Any idea which can be the problem with the mikrotik? As I know the hw on it should handle well the speed.
is interface properly auto-negotiate “full-duplex” 100Mb mode ? check status. and in case - try to force it to 100 full-duplex temporally.
you can overclock most HEX exemplars to 840Mhz without problem(1-2 degrees difference in temps).
try play with syncookies disabled (cuz its interfere with tcp window scaling and help congestion), temporally.
if thats not helps - change interface queue types from “none” defaults to pfifo (with 128-512 packet buffer), but thats generally not flawless idea.
most of mine HEX and HAP routers - done around 90-120Mbps even with “hard” traffic(torrenting and huge pps count)very fragmented and consumers with simpler config - can easily have up to 200mb.
pfsense box has 1ghz dual core cpu, added the fasttrack but nothing changed
the interfaces properly negotiate 1Gbs full-duplex (chcked in both hEX and the switch CRS where hex is connected).
Syncookies was already disabled, tried enabling it but no luck.
Changed the queue type for interfaces but no luck again.

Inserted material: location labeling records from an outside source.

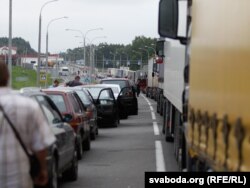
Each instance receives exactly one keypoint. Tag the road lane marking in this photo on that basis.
(153, 115)
(160, 163)
(156, 128)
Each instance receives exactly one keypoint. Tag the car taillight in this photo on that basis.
(89, 112)
(75, 123)
(130, 94)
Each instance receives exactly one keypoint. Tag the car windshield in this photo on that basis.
(94, 91)
(59, 102)
(115, 89)
(85, 99)
(122, 83)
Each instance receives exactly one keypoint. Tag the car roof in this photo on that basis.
(94, 86)
(115, 79)
(59, 89)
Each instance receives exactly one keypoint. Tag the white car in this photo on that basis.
(115, 88)
(64, 71)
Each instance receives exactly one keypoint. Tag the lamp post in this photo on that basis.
(93, 53)
(47, 43)
(141, 57)
(39, 42)
(126, 56)
(114, 58)
(149, 47)
(10, 43)
(145, 51)
(84, 40)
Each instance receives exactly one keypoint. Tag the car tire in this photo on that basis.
(116, 122)
(72, 173)
(86, 143)
(79, 149)
(53, 179)
(93, 135)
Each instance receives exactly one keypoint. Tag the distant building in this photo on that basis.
(33, 59)
(4, 50)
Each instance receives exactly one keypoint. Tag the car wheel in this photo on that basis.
(79, 149)
(53, 179)
(86, 143)
(116, 122)
(93, 135)
(96, 132)
(72, 173)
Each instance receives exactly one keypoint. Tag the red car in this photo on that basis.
(68, 102)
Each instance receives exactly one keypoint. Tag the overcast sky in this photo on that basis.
(121, 20)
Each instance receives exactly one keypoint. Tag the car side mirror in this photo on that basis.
(67, 117)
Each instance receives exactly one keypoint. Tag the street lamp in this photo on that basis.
(10, 43)
(47, 43)
(84, 39)
(145, 51)
(141, 58)
(39, 42)
(152, 49)
(114, 58)
(93, 54)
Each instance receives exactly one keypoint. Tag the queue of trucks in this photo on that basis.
(201, 84)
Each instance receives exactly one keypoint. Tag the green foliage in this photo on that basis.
(23, 47)
(25, 78)
(105, 53)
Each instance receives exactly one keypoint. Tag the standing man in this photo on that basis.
(75, 82)
(26, 116)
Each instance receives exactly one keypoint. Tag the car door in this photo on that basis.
(64, 133)
(127, 102)
(106, 103)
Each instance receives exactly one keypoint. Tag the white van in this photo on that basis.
(64, 71)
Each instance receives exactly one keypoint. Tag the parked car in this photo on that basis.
(90, 109)
(68, 102)
(106, 104)
(64, 71)
(115, 88)
(127, 100)
(62, 156)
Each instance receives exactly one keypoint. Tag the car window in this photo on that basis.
(51, 114)
(94, 92)
(105, 95)
(59, 102)
(122, 83)
(115, 89)
(85, 99)
(75, 103)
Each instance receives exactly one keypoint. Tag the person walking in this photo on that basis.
(75, 82)
(55, 83)
(138, 88)
(26, 116)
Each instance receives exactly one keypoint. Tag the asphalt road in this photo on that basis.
(120, 156)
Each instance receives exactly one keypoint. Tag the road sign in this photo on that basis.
(43, 77)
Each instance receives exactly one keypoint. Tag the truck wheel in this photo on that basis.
(72, 173)
(53, 179)
(79, 148)
(86, 143)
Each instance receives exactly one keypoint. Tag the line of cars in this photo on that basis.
(75, 114)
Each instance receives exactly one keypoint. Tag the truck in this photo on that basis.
(209, 122)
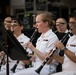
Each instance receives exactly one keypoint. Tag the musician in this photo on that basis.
(62, 29)
(17, 27)
(7, 23)
(44, 44)
(69, 59)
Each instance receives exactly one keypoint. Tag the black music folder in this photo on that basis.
(14, 49)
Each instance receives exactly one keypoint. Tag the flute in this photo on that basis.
(50, 55)
(31, 39)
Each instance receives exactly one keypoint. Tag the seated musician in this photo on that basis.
(62, 29)
(17, 26)
(69, 59)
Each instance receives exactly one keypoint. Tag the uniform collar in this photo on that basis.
(47, 33)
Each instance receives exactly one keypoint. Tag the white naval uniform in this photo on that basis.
(45, 43)
(69, 67)
(22, 39)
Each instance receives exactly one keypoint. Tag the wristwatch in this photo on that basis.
(64, 49)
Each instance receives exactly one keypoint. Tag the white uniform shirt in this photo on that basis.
(68, 65)
(45, 43)
(22, 39)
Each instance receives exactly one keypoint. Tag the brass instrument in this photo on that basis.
(31, 39)
(50, 55)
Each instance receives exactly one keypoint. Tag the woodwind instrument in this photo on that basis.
(31, 39)
(50, 55)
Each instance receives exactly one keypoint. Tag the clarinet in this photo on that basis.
(31, 39)
(50, 55)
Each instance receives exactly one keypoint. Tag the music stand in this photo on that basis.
(14, 50)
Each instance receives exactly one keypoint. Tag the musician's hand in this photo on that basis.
(51, 58)
(59, 45)
(29, 45)
(1, 53)
(33, 58)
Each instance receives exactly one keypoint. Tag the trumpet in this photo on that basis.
(50, 55)
(31, 39)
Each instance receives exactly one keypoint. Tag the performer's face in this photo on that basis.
(72, 25)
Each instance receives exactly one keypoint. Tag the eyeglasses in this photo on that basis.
(14, 25)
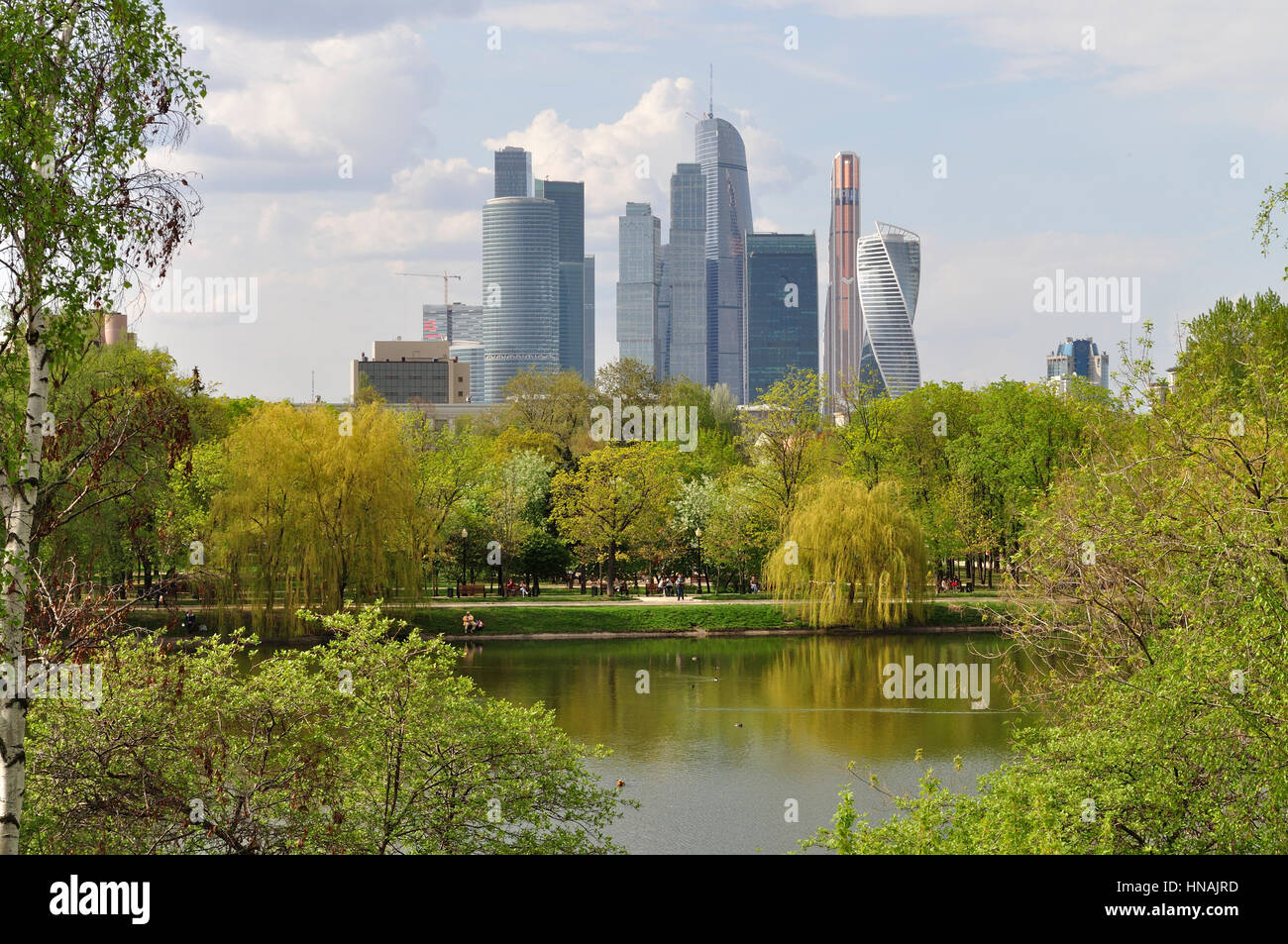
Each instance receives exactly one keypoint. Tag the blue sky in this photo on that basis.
(1111, 161)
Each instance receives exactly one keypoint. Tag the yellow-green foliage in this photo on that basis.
(857, 561)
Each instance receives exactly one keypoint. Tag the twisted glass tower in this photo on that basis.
(520, 290)
(722, 158)
(889, 274)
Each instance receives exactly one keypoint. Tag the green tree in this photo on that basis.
(369, 745)
(851, 556)
(86, 89)
(617, 500)
(782, 437)
(1157, 612)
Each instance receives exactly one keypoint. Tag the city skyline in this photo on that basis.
(1017, 197)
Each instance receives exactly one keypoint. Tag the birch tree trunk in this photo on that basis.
(20, 502)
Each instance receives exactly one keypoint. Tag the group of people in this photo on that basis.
(520, 588)
(673, 584)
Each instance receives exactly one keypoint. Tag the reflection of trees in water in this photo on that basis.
(591, 686)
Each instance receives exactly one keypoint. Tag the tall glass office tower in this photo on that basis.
(511, 170)
(1080, 359)
(588, 334)
(684, 277)
(571, 200)
(842, 323)
(889, 274)
(722, 157)
(520, 290)
(639, 275)
(781, 321)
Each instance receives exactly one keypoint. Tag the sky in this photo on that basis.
(343, 143)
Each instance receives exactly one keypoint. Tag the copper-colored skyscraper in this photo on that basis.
(842, 325)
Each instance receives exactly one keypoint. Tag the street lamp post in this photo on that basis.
(465, 535)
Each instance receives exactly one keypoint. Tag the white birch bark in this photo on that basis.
(20, 502)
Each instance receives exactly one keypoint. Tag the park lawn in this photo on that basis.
(625, 618)
(518, 618)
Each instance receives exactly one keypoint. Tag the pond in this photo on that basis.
(725, 737)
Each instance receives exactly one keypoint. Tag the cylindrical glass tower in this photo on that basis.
(520, 290)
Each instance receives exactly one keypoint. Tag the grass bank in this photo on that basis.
(626, 618)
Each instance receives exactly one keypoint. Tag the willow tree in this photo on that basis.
(316, 498)
(851, 556)
(86, 89)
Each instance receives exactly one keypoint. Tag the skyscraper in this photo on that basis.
(1081, 359)
(889, 274)
(781, 318)
(722, 157)
(513, 172)
(571, 200)
(842, 327)
(588, 335)
(520, 290)
(684, 277)
(639, 274)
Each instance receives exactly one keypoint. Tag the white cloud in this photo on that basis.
(432, 207)
(340, 94)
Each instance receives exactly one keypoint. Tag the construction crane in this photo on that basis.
(443, 275)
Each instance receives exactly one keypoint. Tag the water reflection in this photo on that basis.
(732, 730)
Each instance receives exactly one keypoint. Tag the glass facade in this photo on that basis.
(1082, 359)
(588, 335)
(684, 281)
(520, 290)
(571, 200)
(472, 355)
(639, 274)
(842, 329)
(889, 275)
(781, 321)
(410, 381)
(722, 157)
(513, 172)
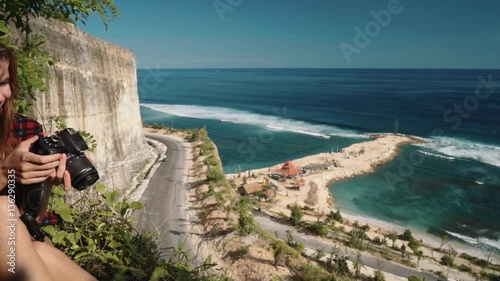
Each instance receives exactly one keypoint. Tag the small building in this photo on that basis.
(268, 193)
(250, 188)
(288, 169)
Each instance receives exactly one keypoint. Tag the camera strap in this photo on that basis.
(33, 198)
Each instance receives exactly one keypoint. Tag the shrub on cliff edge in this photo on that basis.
(98, 234)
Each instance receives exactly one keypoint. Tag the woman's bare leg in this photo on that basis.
(16, 246)
(61, 266)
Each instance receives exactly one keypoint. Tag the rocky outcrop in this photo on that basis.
(93, 87)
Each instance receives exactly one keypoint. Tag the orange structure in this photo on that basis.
(288, 169)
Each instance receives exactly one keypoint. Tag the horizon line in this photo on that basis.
(343, 68)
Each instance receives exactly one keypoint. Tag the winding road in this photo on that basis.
(313, 242)
(166, 198)
(166, 201)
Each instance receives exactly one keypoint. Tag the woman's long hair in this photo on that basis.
(7, 114)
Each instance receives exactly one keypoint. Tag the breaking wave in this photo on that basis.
(269, 122)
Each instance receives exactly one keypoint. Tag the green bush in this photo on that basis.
(215, 174)
(97, 234)
(447, 260)
(407, 235)
(296, 215)
(318, 228)
(464, 268)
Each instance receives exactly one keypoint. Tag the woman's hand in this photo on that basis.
(61, 176)
(31, 168)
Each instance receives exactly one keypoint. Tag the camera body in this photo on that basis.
(68, 141)
(83, 174)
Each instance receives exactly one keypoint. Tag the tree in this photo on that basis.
(357, 265)
(444, 240)
(419, 255)
(393, 236)
(20, 12)
(296, 215)
(407, 236)
(33, 61)
(319, 254)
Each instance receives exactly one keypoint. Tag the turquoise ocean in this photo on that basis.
(263, 117)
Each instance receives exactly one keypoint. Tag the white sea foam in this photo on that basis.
(461, 148)
(477, 241)
(465, 238)
(269, 122)
(436, 155)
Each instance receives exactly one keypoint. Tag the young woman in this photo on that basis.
(22, 258)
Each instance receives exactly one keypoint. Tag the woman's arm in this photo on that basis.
(61, 176)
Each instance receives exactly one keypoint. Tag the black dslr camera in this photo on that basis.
(83, 174)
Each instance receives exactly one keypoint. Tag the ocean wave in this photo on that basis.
(465, 238)
(436, 155)
(461, 148)
(269, 122)
(481, 241)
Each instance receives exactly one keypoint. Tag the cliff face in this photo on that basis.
(94, 88)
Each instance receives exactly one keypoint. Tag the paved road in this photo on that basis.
(166, 198)
(312, 242)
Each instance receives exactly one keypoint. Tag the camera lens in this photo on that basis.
(83, 173)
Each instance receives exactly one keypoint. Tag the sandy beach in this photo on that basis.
(357, 159)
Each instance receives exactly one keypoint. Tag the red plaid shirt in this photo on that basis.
(24, 128)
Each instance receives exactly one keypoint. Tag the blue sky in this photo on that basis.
(306, 33)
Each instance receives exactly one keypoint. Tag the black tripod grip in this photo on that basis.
(33, 198)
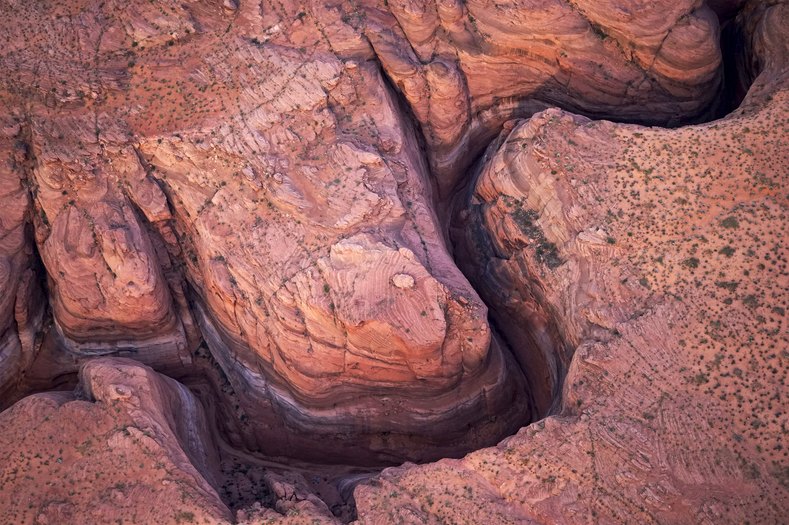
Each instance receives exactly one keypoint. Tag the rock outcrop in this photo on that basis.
(130, 443)
(466, 67)
(273, 202)
(653, 252)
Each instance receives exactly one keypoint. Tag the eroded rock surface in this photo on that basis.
(256, 198)
(131, 444)
(655, 253)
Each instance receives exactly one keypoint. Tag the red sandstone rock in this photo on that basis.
(242, 176)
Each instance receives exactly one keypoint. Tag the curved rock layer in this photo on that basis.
(466, 67)
(131, 443)
(659, 256)
(246, 176)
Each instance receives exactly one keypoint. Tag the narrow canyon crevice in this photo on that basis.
(279, 437)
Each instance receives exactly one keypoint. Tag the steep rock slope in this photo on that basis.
(131, 444)
(655, 254)
(466, 67)
(245, 175)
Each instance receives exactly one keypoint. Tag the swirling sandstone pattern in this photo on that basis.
(466, 67)
(274, 181)
(655, 251)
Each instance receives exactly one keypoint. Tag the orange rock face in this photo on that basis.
(287, 208)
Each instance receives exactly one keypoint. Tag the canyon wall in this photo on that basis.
(330, 221)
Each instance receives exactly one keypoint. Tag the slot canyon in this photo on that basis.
(394, 261)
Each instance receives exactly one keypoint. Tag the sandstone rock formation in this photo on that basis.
(466, 67)
(272, 203)
(133, 444)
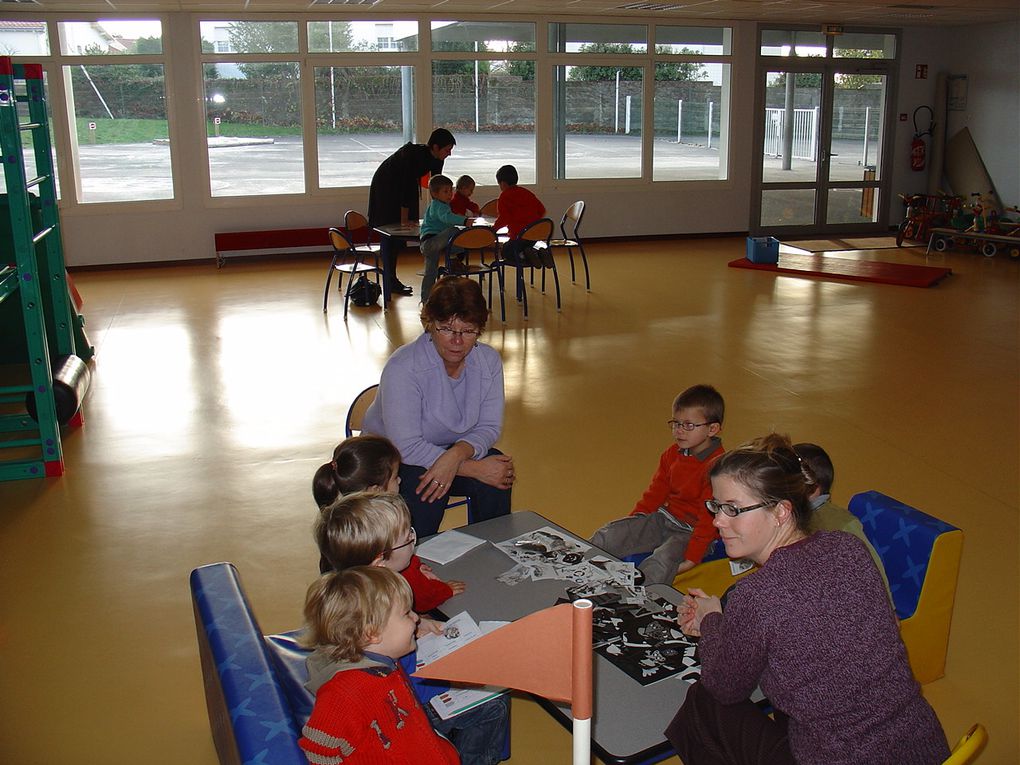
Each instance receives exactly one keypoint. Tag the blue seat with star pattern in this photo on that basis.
(921, 558)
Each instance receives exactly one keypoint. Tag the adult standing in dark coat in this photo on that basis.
(393, 197)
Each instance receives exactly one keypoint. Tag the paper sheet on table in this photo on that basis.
(447, 547)
(460, 630)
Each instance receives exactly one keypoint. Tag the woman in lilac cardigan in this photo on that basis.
(813, 628)
(441, 403)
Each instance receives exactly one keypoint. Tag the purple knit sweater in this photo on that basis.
(815, 630)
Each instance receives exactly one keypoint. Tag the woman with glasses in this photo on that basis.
(441, 403)
(813, 628)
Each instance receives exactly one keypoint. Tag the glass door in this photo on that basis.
(856, 148)
(823, 112)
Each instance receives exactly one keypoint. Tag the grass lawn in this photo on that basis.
(146, 131)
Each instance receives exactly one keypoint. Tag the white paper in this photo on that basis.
(457, 632)
(447, 547)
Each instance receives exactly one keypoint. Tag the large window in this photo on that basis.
(362, 115)
(600, 87)
(117, 109)
(253, 109)
(692, 103)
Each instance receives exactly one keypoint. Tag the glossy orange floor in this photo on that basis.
(217, 393)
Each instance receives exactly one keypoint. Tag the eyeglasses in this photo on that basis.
(689, 426)
(412, 539)
(732, 510)
(449, 332)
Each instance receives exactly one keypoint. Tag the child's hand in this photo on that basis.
(456, 587)
(428, 626)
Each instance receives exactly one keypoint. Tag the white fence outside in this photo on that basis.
(805, 133)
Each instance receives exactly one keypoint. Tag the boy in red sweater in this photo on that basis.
(461, 202)
(370, 463)
(359, 622)
(518, 208)
(670, 519)
(374, 528)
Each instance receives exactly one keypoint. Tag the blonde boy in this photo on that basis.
(670, 519)
(368, 528)
(359, 622)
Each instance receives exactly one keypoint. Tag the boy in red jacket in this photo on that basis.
(373, 528)
(670, 520)
(518, 208)
(359, 623)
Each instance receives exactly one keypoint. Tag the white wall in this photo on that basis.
(989, 56)
(184, 228)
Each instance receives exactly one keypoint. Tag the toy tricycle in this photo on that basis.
(925, 211)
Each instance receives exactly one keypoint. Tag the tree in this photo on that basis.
(149, 46)
(460, 67)
(811, 80)
(601, 73)
(672, 70)
(677, 70)
(264, 37)
(517, 67)
(857, 82)
(320, 35)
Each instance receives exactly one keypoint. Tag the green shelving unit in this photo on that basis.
(32, 273)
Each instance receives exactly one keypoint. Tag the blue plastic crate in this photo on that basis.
(763, 249)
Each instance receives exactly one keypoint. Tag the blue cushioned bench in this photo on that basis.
(253, 683)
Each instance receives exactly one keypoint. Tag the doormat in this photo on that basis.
(843, 243)
(826, 266)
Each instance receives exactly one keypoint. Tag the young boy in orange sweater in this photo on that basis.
(670, 519)
(359, 622)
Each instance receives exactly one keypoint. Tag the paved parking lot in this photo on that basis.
(132, 171)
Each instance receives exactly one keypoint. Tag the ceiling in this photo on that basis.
(856, 12)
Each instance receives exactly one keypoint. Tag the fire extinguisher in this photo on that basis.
(918, 148)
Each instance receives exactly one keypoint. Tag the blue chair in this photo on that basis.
(254, 683)
(254, 689)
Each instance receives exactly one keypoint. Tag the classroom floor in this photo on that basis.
(217, 393)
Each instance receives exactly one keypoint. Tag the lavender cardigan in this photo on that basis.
(815, 629)
(423, 412)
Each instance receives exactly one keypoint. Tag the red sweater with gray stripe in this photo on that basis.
(366, 713)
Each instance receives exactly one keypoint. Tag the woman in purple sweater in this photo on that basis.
(813, 628)
(441, 403)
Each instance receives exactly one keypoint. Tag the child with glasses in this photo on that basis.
(367, 528)
(461, 202)
(670, 519)
(438, 225)
(370, 463)
(359, 622)
(518, 208)
(813, 628)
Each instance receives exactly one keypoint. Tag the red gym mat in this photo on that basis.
(848, 269)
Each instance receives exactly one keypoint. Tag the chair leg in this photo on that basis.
(328, 277)
(583, 260)
(521, 290)
(503, 305)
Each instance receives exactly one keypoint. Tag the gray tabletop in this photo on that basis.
(628, 718)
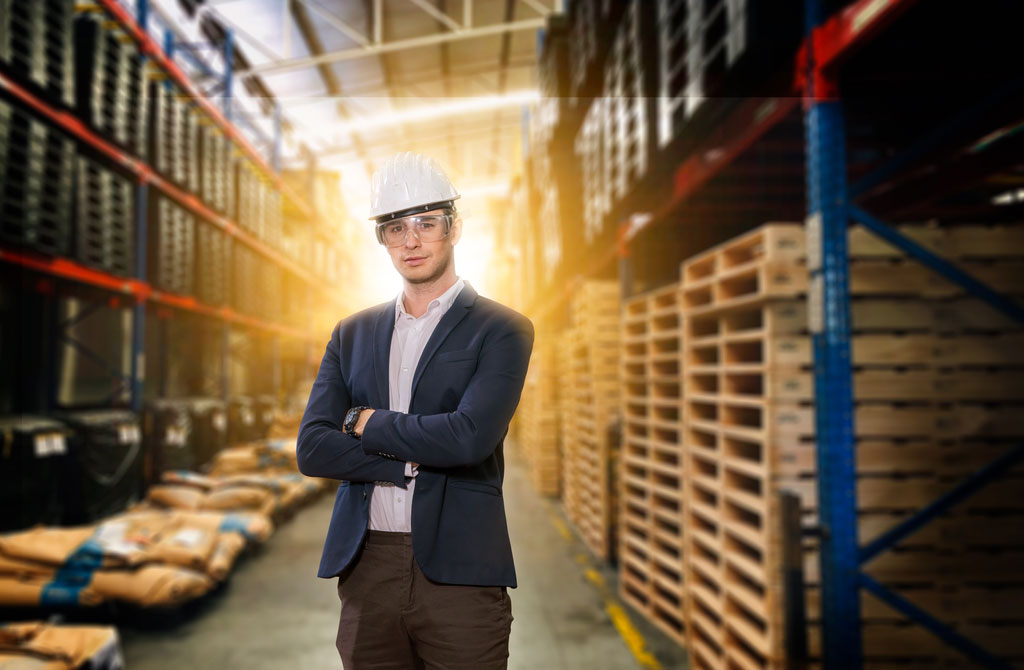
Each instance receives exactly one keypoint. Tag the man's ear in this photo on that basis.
(456, 234)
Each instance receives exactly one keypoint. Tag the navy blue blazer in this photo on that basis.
(465, 388)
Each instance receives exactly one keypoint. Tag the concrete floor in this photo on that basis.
(275, 614)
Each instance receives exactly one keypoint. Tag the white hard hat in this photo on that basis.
(407, 183)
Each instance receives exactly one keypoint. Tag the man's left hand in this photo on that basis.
(364, 417)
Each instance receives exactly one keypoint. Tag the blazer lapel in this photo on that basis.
(383, 329)
(458, 310)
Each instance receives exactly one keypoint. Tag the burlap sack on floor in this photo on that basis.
(85, 544)
(254, 527)
(242, 497)
(229, 546)
(153, 585)
(38, 645)
(186, 477)
(245, 458)
(42, 591)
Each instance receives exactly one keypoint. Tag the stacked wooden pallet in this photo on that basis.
(927, 391)
(539, 425)
(591, 423)
(650, 512)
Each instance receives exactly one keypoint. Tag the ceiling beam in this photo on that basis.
(439, 138)
(389, 47)
(427, 80)
(327, 74)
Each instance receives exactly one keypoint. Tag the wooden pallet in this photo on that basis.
(650, 541)
(928, 387)
(539, 433)
(591, 353)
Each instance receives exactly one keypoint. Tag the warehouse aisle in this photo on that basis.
(275, 614)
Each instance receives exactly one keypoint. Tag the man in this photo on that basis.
(410, 410)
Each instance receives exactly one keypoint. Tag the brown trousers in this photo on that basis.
(393, 618)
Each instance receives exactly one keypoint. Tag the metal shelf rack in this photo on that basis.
(830, 209)
(137, 288)
(755, 143)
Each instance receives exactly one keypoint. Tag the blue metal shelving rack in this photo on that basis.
(829, 212)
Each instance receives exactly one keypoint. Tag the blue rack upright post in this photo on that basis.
(829, 212)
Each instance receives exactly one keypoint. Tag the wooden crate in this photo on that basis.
(590, 351)
(929, 389)
(650, 541)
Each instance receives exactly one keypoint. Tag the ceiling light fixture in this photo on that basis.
(442, 108)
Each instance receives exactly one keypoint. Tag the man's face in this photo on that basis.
(422, 262)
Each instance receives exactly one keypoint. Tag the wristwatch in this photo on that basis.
(351, 418)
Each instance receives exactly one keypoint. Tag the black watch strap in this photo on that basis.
(351, 418)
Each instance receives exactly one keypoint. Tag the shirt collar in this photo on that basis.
(444, 299)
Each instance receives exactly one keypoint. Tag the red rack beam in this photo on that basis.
(844, 33)
(75, 126)
(70, 269)
(150, 48)
(141, 291)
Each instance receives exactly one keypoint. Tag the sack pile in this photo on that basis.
(274, 495)
(36, 645)
(145, 557)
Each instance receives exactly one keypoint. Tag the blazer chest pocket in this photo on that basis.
(460, 356)
(478, 487)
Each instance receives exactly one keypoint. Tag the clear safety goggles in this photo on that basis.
(426, 227)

I even tried for testing to route all packet to the pfsense box as follow:
Cisco → hEX → pfSense → LAN
and I had no problem, download and upload at max speed of the connection. It seems like it’s something related to gateway interfaces but I have no idea where to look at.
I attach again the actual config as above with re-routing packet to pfSense box:
some devices (say SMC or HP-branded “by default” or some other(like ancient 3Com things too, for example))tend to behave errativally in case of detection of “flow control” disabled and trying “mitigate” it way to agressive even in full-duplex. thats unusual, but even rfc-compliant vendors had that issues in some of early betas in past(say juniper or alcatel/lucent BRAS/routers)firmwares so try for example - turn “on”(not “auto”) flow-control on interfaces temporally to check that out.